2. Performance evaluation
- Running benchmark tests::
- Compare model performance using the provided evaluation scripts:
python evaluate.py --model Qwen2.5-32B --benchmark gpqa_diamond
- The output will show the accuracy of the model on benchmarks such as GPQA Diamond.
- View Appraisal Report::
- The project contains charts (e.g., Figure 1 and Figure 2) showing performance and training time scaling, which can be found in the
docs
folder to find it.
- The project contains charts (e.g., Figure 1 and Figure 2) showing performance and training time scaling, which can be found in the
3. Modifications and extensions
- Adjustment parameters::
- compiler
config.yaml
file, modifying hyperparameters such as learning rate, batch size, etc.
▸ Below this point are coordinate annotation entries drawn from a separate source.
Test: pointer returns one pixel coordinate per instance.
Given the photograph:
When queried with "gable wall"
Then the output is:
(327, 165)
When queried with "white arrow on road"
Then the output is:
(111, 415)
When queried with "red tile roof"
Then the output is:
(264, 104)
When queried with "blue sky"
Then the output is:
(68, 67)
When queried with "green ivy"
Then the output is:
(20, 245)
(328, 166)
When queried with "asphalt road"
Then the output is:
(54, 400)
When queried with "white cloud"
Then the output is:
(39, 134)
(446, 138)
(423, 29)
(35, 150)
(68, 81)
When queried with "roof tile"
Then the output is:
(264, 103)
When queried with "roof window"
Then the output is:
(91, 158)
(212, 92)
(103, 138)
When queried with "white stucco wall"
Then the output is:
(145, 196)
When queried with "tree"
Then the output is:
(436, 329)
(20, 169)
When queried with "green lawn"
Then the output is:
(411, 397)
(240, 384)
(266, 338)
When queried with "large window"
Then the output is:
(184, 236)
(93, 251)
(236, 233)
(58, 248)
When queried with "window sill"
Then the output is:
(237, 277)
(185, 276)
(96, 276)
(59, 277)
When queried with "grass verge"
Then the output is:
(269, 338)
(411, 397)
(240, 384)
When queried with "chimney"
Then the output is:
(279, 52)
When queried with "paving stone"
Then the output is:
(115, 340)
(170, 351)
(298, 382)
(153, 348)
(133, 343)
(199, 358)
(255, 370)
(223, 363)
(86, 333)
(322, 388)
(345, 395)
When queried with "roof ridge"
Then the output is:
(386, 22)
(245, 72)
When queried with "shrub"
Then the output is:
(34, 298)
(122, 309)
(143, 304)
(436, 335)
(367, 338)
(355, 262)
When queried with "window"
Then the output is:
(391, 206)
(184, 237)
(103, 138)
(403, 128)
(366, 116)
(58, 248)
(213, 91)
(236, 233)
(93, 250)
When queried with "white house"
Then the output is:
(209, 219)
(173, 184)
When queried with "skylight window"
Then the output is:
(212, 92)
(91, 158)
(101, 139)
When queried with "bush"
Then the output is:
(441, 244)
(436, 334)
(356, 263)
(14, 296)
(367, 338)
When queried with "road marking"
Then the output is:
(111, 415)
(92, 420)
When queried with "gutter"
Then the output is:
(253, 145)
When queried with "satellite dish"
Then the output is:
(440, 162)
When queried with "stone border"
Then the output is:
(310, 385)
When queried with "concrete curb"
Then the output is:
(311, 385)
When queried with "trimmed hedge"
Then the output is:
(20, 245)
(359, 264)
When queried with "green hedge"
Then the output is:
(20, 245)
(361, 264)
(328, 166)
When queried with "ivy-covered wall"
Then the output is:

learning_rate: 0.0001 batch_size: 16
- compiler
- Add New Feature::
- The project is modular in design and can be
src
folder to add new modules. For example, add a new data preprocessing script:
# custom_preprocess.py def preprocess_data(input_file). # custom logic pass
- The project is modular in design and can be
Handling Precautions
- hardware requirement: A GPU with at least 24GB of video memory (e.g., NVIDIA A100) is recommended to support Qwen2.5-32B training.
- Log Monitoring: Keep the terminal on during training and check the log at any time to troubleshoot problems.
- Community Support: Questions can be submitted via GitHub Issues or by contacting the team at hanqer@stepfun.com.
Practical Examples
Suppose you want to train a model based on Qwen2.5-7B:
- Enter the Docker container.
- (of a computer) run
python train.py --model Qwen2.5-7B --data-path . /data
The - Wait a few hours (depending on hardware) and run when finished
python evaluate.py --model Qwen2.5-7B --benchmark gpqa_diamond
The - View the output to confirm the performance improvement.
With these steps, users can quickly get started with Open-Reasoner-Zero, whether it's to reproduce experiments or develop new features, and do it efficiently.